One of the things I think about a lot when I'm taking a daily mental survey of my jam business is the question of how to paint a frank picture. Last spring as I fidgeted around, wondering how, wondering when and where to start this fruit and honey preservation project, I probably spent the most time wishing a written manual already existed that covered all my questions, the technical ones about permitting, money, and liability insurance. I vowed that if I ever did pull it together and start a business, I'd keep notes and my notes would be detailed, funny because they included all my mistakes, and they would be typed so I could share them easily. Most important though, in any sharing I did, on Facebook or blogging, I didn't want to post when things were only going well. Doing so didn't seem honest. Actually, it just didn't seem nice. "Look, look at all these lovely things happening to me! Blah blah blah..."

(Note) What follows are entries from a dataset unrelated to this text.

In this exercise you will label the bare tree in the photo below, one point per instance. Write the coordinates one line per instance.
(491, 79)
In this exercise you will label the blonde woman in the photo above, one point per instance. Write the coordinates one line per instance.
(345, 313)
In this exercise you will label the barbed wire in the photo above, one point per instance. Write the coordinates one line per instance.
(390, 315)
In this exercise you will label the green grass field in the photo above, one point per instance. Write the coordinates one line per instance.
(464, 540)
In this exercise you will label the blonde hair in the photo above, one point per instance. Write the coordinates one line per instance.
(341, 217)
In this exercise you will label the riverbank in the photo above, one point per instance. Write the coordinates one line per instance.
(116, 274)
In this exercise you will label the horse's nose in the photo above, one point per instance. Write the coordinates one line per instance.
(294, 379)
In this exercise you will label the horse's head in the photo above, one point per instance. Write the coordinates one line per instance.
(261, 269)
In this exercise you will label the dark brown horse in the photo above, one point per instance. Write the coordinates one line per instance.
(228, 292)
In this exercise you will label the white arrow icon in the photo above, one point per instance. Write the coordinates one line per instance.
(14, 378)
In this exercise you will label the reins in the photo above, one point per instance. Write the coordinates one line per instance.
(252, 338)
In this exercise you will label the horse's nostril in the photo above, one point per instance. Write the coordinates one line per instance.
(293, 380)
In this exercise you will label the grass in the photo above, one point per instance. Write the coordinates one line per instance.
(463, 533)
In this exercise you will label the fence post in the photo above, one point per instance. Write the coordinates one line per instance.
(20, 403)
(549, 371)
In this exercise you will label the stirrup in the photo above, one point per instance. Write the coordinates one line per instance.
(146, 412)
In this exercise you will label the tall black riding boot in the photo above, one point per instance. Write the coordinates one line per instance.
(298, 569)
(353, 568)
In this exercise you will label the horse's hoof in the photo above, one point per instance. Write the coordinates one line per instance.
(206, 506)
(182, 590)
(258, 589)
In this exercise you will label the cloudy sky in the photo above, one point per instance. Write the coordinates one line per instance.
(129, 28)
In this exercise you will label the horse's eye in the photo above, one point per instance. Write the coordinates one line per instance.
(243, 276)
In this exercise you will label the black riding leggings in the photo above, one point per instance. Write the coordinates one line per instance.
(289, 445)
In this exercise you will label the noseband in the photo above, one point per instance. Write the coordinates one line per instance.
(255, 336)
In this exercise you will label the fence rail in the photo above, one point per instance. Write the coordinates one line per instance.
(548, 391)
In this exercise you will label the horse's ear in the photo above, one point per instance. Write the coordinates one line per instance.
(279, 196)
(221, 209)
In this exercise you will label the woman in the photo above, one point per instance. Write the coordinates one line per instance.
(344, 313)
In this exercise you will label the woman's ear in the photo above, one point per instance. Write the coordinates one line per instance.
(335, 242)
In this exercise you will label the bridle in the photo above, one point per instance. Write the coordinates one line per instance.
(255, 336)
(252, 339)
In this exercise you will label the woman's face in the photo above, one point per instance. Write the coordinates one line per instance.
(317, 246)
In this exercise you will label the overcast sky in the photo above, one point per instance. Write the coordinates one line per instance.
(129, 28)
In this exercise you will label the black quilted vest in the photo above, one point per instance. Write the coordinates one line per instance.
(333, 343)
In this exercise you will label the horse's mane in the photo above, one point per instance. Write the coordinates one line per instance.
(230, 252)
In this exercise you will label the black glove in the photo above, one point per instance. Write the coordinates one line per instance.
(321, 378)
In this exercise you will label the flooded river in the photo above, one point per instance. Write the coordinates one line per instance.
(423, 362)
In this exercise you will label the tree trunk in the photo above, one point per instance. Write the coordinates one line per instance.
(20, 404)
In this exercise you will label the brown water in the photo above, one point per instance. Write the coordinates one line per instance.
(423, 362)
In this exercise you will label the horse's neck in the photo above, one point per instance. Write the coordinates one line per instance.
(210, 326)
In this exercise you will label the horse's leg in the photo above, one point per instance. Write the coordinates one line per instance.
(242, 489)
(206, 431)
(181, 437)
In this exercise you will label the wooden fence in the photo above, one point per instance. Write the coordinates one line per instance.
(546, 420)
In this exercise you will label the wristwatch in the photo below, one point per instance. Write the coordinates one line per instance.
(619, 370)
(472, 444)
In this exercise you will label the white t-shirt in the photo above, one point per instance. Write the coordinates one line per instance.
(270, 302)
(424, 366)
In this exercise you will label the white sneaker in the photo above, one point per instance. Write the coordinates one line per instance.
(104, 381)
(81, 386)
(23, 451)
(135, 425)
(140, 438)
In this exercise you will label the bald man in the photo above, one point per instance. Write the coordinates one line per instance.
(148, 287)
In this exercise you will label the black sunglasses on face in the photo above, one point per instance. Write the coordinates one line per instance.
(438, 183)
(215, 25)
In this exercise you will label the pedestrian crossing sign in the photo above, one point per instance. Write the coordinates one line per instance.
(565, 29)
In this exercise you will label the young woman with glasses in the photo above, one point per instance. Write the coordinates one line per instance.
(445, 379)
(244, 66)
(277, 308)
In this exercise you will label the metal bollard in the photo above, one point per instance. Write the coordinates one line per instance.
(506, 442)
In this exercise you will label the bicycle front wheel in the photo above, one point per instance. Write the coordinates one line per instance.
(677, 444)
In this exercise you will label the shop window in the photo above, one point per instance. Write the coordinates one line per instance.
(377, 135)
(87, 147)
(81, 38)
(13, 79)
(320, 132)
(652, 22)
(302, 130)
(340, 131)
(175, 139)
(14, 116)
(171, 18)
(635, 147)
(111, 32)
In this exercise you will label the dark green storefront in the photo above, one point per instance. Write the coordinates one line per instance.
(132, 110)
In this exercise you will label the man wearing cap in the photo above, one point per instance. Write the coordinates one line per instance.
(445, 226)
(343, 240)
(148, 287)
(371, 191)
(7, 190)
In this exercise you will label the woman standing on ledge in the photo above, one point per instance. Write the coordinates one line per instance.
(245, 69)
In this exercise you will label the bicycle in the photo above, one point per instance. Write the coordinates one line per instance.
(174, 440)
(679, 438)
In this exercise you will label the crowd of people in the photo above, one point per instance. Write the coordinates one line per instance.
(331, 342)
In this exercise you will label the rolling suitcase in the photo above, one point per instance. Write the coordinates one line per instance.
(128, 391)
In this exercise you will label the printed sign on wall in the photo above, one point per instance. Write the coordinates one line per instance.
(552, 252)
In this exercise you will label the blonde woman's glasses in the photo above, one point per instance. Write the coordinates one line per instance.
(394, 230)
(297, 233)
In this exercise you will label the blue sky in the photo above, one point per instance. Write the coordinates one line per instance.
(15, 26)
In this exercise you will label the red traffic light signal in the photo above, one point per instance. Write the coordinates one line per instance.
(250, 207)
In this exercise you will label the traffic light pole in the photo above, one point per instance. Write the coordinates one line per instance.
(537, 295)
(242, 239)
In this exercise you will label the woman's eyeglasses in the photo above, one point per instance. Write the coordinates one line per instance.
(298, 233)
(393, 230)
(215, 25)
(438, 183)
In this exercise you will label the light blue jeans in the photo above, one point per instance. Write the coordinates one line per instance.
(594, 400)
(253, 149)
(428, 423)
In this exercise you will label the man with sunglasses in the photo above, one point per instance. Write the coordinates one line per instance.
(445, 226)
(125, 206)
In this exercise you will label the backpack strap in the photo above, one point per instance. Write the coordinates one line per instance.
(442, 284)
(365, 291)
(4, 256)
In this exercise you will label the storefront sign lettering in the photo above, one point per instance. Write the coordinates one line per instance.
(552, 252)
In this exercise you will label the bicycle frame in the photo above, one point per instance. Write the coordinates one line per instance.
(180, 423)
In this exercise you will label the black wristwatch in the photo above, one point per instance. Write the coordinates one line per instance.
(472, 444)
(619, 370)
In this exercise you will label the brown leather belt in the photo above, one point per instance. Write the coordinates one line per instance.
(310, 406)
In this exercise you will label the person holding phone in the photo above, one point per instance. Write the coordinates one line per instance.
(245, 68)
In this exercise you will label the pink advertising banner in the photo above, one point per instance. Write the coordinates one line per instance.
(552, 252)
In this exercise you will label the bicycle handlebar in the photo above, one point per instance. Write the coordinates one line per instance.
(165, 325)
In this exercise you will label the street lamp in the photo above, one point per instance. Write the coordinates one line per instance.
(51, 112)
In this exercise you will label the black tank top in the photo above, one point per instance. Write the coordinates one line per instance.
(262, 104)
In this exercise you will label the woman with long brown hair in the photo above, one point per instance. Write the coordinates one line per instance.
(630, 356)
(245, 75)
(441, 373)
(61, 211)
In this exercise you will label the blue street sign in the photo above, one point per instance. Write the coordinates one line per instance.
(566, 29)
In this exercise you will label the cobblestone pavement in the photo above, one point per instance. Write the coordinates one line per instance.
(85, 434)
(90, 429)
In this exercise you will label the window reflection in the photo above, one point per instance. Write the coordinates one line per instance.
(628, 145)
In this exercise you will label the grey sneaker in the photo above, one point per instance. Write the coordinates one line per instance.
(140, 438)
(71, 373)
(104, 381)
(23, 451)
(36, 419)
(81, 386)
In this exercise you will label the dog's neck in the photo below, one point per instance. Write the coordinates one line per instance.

But when things have gone wrong and I've noted the mistake as one to share, to laugh about it, to get it off my chest, maybe even as a cautionary anecdote, I get stopped by something else. Worry. I worry that anyone reading will just think I have no idea what I'm doing and instead of being helpful to someone or being funny, I'm just demonstrating an untrustworthiness. I know that people expect each other to make mistakes, we all know that sometimes a day goes wrong, and sometimes finding out about that is really heartwarming, but I think that's only the case if we're craving someone's vulnerability OR a lot of time has passed and a mistake is far, far away, settled at a solid distance from the present.
You would think with all this talk I'd have some secret I'm sitting on. I don't. The day to day of the jam business is good. I'm entering a 2 month break from production. It's time meant for planning, for sitting in shops drinking tea followed by cocktails, and for writing.
Today I picked up Nigel Slater's Notes From the Larder, his day by day diary that gives a good picture of how he's created his other books, maybe even how he's created his homey, authoritative style in general. His voice for food is always inspirational. It says be tangential, be detailed, get pondering and write it all down.